For anyone reading this in gmail, please click on the ... in my previous response, as gmail hides the forwarded portion of the message.

On Wed, 6 May 2020 at 11:59, Matthew Bentley <mattreecebentley@gmail.com> wrote:
> Thanks again, and once more, take anything I don't comment on as accepted criticism/explanation.

Your response didn't go to the list.  I've added the list again.

Ah, whoops - thanks. But you added the incorrect list address- correcting here.

You either need to say which constraints a user-supplied type for Skipfield
is required to satisfy (note it's a template parameter, so the user can
choose), or the template parameter must go.  Currently, the wording is
silent on any constraints for "Skipfield".

Torn here between obviating future improvements and being specific. It needs to stay in order for current implementations to be useful to, in particular, embedded folk, so it would be an unsigned integer type. If future implementations don't use it or use something different, it can be gracefully deprecated I guess.
 

I haven't yet understood the "reverse iterator", --end(), empty container,
and undefined behavior train of thought.  I believe you can only do --end()
on a non-empty container, as a matter of precondition for that operation.


I don't think the C++ spec specifies that iterators have to be bounded?
But certainly including bounding creates performance detriment and should be optional.
In a bounded iterator --end() would be non-problematic, in a non-bounded would result in undefined behaviour.

 

This area probably needs a bit more thought / design work.
It does not seem to be a frequent operation to change min/max
mid-way during your container's lifetime, so offering a small
interface surface here is probably a good idea.

I'm going to look into whether or not specifying min/max limits for block capacities without changing the capacities of existing blocks can have any adverse effects ie. if block 1 is capacity 4, and set_block_capacity_limits sets min capacity to 10, whether leaving block 1 at capacity 4 could have any adverse effects.
If not, will re-implement so that it's a simple "set variables" operation without any side effects.
If so, will re-implement so that set_block_capacity_limits doesn't include the reallocation code when the type is non-copyable/movable (via constexpr and type_traits).

 

Some ABIs can return trivially-copyable structs of sufficiently small size
in registers.  The structured binding above has a good chance that no
stack memory will ever be used, because min/max will be kept in a register
in the caller, too.

If you pass-by-reference, ABIs generally convert that into a pointer,
i.e. the caller needs to pass a memory region and later needs to load
the data from the filled memory region.  That is more work.

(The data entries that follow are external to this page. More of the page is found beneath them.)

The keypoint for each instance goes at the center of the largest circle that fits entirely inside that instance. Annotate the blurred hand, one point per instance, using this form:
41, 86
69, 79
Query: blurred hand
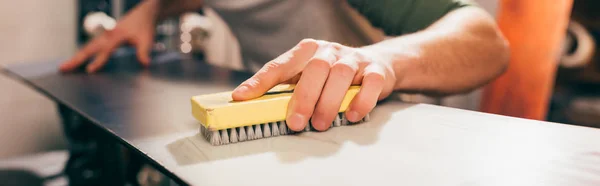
323, 71
136, 28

I tried implementing it your way, but the code-smell got bad pretty quickly.
You end up with code like:
plf::colony<int, my_allocator_type>::minmax block_sizes;
block_sizes = i_colony.get_block_capacity_limits();

You have to make the struct internal to colony otherwise you can't guarantee that the allocator will supply the same size_type to block_sizes as it does to colony. You could just go with size_t I guess. But the main issues were with using it with constructors, where you end up with this:
plf::colony<int, my_allocator_type>::minmax block_sizes = {50, 500};
plf::colony<int, my_allocator_type> i(block_sizes, my_allocator_instance);

or worse:

plf::colony<int, my_allocator_type> i(plf::colony<int, my_allocator_type>::minmax block_sizes(50, 500), my_allocator_instance);

I tried passing via a bracketed pair of ints, but of course that makes it go into the initializer_list constructor instead.

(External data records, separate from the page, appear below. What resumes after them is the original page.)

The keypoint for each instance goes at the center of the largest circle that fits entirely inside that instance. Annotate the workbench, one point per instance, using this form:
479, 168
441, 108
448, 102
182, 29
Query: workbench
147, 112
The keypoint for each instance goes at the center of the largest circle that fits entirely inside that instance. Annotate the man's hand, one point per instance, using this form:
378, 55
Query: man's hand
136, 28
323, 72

I think in this instance, the way I've done it is best, or results in less ugly code for the end user. I think the frequency of usage of get_block_capacity_limits does not justify creation of a struct for this purpose. The standard does use pass-by-reference for return parameters, in places - eg. istream& getline - so it's not a big deal I feel.

 
>>  Any sorting near O(n^2) is not worth talking about, so you should simply
>>prescribe O(n log n) with a "remarks" paragraph that this might allocate
>> memory (which might cause std::bad_alloc to be thrown).
>
> The time complexity doesn't relate to the speed of sorting (if it did, std::list sorting would be as fast as std::vector sorting). The schema I'm discussing simply allows for faster sort algorithms which rely on random access, as opposed to relying on a slower algorithm which doesn't ala list.

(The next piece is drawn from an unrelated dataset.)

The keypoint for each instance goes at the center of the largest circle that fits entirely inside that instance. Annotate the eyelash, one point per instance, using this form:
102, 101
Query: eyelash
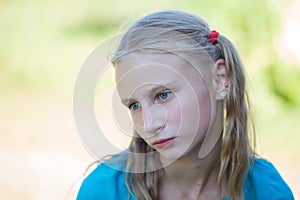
157, 98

I'm guessing that std::list::sort also does some tricks with an
intermediate pointer array, so I'm not seeing the point.

It doesn't - it does a basic merge-sort in all implementations I've seen. I pretty much came up with the pointer-sort dereferencing hack (https://plflib.org/list.htm#details) - or at least I haven't seen it elsewhere - that's why plf::list sorting is 77% faster than std::list (see: https://plflib.org/benchmarks_haswell_gcc.htm#sort).
From my old reading of gcc/boost posts, I think the libstdC++ people are pretty against allocating memory during a sort.

 
> Because that's an edge case outside of get_index_from_iterator and results in performance loss in general use when you specialize for it.

One missed branch, I hope?

More than one.
 

Anyway, there seems to be rationale for going beyond std::distance(begin(), it)
that should be recorded in the "Design Decisions" section.

Fair enough.

 
> I don't think that's not the right place for the explanation, the right location is in Design decisions.
> You wouldn't expect an explanation of how a map/vector/deque works, or why some approaches allow for better performance, to be included in the tech spec, so I don't  think you can expect the same of this.

std::deque doesn't allow me to specify block size parameters
from the outside, so I don't care on the specification level.

The interface for std::colony that you offered does allow me to
influence min/max, so you need to normatively specify what such
influence does, otherwise the parameter is meaningless and
therefore needs to go.

I don't think there are abstract explanations for all the parameters which the other containers are able to influence either, at least not to the depth you're talking about. Prove me wrong?

 
>
>     The C++ abstract machine has no way of expressing "cache locality", btw.
>
>
> Not really my concern. I'm interested in high-performance containers, not the C++ abstract machine.

Then you're in the wrong forum here.

Not really. I think the C++ abstract machine is based on some fairly old understandings which don't hold true anymore ie. that time complexity is strongly relevant in some capacity (latency, overall performance) which it isn't outside of large N or large sizeof(N). That being the case, it's not something I should overly concern myself with, as the computers it was designed for no longer exist.



My understanding is that std::colony does not provide random-access iterators.
Only those have relational operators, though, in the general scheme of
iterator operations [random.access.iterators].

There is no specification that the iterators std::colony provides have
relational operators.

There has been no pushback so far from colony having bidirectional iterators with additional relational operators. The iterators have always been specified as bidirectional. If you have a rational objection I'd be interested in hearing it.

 
> Okay, you're trying to get me to move some prose to the tech spec and some to the design decisions. Is there a guide as to what prose belongs where?

Anything explaining "why" should go to the "Design Decisions".

Anything allowing to judge whether my independent (assume bad-faith) implementation
of std::colony is conforming or not (given arbitrarily hostile template parameters
and arbitrarily hostile sequences of operations) needs to into the specification.

Example:
As I said above, "cache-locality" (for instance) is nothing you can talk about
in the C++ standard (because the abstract machine doesn't provide vocabulary
for it), but you might want to talk about only allowing at most one memory
allocation (observable via the Allocator template parameter) per "min"
inserts or so.

Okay. Will contemplate that.
Thanks once again,
Matt